Balance sheet method is an approach used by salesperson to gain commitment from consumers by telling them to think the pros and cons of all alternative available. It is also called Ben Franklin Method.
Make two columns. List all the pros of the alternative in one column and all the cons in another. Then two conditions will arise:
- Any one column will become longer than the other so that will clearly imply if pros of the alternative is more or cons accordingly the consumer can take the decision if he should go for that alternative or not.
- If two columns are of same length then the list will help the consumer to become more familiar with the advantages and disadvantages of the alternatives available.
This will help consumers to get a clear picture of all the alternatives and help them to choose better alternative.
First of all, make two columns and list all the pros and cons of the alternative in respective columns. Once the list is complete, analyse the list and give weightage to each item. Then compare the items in pros and cons with the same weightage. Strike out the items with the same weightage. After that remove from the list all items where one pro would equal in weight two cons. That eliminated three items. Then repeat the same in reverse way by removing all items where two cons equal three pros. That eliminated five more items. This process reduces the size of the list to manageable one and makes the decision making easier.

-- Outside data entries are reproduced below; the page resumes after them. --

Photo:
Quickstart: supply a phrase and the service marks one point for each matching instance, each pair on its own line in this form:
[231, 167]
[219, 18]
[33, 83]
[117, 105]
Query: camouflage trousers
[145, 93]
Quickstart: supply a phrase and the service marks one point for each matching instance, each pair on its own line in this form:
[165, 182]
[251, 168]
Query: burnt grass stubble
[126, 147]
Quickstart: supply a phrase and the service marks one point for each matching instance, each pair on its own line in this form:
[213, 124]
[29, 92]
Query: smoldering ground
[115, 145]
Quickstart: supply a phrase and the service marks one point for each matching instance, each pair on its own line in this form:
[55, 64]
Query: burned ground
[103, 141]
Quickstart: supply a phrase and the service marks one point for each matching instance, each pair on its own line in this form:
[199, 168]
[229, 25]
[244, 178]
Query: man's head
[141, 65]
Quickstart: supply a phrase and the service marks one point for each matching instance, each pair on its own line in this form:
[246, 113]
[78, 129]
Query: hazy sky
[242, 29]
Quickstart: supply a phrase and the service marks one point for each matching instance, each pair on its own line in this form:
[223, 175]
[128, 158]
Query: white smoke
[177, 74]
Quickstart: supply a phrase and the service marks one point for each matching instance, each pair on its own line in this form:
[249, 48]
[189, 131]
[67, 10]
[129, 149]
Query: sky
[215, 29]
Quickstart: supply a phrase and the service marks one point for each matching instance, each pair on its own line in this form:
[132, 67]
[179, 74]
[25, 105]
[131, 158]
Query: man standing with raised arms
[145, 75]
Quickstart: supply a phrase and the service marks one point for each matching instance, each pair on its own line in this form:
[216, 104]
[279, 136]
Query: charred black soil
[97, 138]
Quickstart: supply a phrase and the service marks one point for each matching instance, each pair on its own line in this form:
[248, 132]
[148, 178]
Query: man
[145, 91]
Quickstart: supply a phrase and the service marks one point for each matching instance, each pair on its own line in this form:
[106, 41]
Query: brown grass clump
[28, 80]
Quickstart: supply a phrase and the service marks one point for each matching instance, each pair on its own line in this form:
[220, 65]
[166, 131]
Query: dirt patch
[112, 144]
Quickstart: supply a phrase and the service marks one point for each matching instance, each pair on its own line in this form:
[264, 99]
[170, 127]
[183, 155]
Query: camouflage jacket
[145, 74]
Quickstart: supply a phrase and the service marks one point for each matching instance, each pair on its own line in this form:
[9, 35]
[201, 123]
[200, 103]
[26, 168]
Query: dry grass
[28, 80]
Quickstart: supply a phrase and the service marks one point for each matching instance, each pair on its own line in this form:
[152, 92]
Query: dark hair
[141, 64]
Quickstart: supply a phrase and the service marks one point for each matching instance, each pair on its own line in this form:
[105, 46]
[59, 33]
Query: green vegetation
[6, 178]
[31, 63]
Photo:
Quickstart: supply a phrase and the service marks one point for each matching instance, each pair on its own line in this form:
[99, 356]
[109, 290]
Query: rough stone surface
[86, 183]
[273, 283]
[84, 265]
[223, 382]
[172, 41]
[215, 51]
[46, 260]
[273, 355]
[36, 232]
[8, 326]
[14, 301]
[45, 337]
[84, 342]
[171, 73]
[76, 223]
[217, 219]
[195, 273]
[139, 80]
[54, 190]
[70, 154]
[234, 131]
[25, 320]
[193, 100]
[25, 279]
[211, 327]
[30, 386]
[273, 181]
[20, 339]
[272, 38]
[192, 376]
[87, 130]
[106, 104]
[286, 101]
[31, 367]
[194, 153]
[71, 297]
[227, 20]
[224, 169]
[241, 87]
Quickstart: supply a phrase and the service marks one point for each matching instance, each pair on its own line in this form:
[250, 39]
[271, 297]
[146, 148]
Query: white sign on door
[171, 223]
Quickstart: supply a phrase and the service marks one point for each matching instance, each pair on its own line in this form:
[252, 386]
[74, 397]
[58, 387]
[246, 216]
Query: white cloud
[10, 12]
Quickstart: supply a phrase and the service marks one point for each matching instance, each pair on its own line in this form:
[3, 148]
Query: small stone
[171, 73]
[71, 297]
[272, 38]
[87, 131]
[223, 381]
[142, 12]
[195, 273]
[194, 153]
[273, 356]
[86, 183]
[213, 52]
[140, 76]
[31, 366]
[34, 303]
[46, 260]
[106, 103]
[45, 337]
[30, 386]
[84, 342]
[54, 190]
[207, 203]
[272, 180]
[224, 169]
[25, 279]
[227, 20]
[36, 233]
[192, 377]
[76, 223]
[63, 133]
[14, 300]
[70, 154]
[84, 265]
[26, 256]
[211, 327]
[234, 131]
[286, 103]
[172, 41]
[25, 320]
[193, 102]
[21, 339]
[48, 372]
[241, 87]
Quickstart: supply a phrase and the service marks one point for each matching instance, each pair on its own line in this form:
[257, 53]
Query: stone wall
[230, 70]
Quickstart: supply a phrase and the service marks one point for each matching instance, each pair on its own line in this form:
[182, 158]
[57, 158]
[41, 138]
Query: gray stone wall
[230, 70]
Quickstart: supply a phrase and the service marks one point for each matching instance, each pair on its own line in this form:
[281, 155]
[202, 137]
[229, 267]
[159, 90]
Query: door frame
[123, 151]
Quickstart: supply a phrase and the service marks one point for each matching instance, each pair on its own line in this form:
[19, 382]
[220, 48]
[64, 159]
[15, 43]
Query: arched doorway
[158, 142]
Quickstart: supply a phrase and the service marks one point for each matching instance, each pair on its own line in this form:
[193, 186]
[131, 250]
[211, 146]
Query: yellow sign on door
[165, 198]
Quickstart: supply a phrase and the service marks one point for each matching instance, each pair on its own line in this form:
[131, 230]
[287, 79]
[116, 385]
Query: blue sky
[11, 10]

Advantages and Disadvantages
The main advantage of the balance sheet method is that decision making becomes easier because the outputs are clear. However, this method also has several disadvantages, including:
- Consumers might not be able to cover all pros and cons of an alternative; some of them might be missed.
- the process sometimes become cumbersome and confusing.
- time consuming process.
Let’s consider a situation: Should I buy a car?
- Pros: saving money in long term; saving time in long term; convenience in going to distant places; more people can go at a time; can be used for commercial purposes.
Cons: big upfront cost; maintenance and insurance; may not be used regularly; high monthly instalments.
Then give weightage to each item. After striking out the items with same weightage we can clearly see that the pros of buying a car outweigh cons of buying. So, the decision should be with buying a new car.